Nearly 60 million Americans reside in a rural community. According to the National Institute for Health Care Management (NIHCM) Foundation, nearly 80% of rural America is medically underserved. Factors such as health care workforce shortages, limited access to childcare, limited access to safe and reliable transportation, as well as higher rates of unemployment and poverty create challenges for rural residents to receive high quality, reliable medical care.

Through the combination of primary and secondary data, as well as first-hand experiences, rural health advocates bring these inequities and social determinates of health to the attention of senators and congressmen to help instill new policies to tackle these major issues.

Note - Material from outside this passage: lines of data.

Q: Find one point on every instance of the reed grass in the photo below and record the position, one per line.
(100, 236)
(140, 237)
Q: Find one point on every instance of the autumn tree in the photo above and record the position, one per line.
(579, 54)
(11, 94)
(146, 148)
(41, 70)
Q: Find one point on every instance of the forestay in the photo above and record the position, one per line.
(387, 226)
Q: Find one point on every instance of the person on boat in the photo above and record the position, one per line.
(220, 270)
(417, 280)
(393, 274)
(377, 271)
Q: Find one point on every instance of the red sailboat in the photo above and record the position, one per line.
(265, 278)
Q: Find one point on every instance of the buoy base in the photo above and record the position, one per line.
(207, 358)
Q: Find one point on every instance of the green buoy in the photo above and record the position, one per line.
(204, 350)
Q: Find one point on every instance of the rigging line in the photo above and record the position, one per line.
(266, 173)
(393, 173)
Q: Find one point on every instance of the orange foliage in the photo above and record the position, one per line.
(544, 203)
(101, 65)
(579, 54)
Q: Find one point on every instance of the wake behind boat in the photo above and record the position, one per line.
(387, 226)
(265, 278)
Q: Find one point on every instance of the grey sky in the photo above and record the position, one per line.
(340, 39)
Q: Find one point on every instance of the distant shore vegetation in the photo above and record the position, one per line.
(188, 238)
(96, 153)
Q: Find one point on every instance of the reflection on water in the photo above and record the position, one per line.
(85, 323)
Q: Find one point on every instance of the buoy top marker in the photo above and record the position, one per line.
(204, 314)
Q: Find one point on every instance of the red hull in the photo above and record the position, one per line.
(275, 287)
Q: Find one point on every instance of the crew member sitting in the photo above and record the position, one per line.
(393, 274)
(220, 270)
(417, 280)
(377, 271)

According to the Association of American Medical Colleges, studies have shown that medical students who have grown up and resided in a rural community have a higher percentage to return to that community to practice in. With that knowledge, Schou and other advocates are voicing the importance of funding local community colleges to expand rural clinical training programs to ensure that students can experience practicing in a rural environment.

Other issues that Illinois advocates are tackling include creating easier access to obstetric and maternal services, funding the workforce for medical providers, protecting the 340B program and diminishing the administrative burden of billing prior authorization for payors.

“It’s a great experience,” said Schou. “Illinois values their rural communities, and we are out there to make a difference and ensure that we have a voice at the table.”

Because of Schou’s passion and perseverance to work towards positive change for rural health on both a state and federal level, she was awarded the 2024 NRHA Advocate of the Year Award.

Schou continues to provide resources and support in her executive role at ICAHN.

ICAHN is a network of 59 small, rural hospitals dedicated to strengthening the operations of its member hospitals through collaboration. The organization is composed of Illinois hospitals who have earned critical access hospital designation by the Center for Medicare and Medicaid Services and is recognized nationally for its work with rural healthcare, administering several state, federal, and private healthcare programs.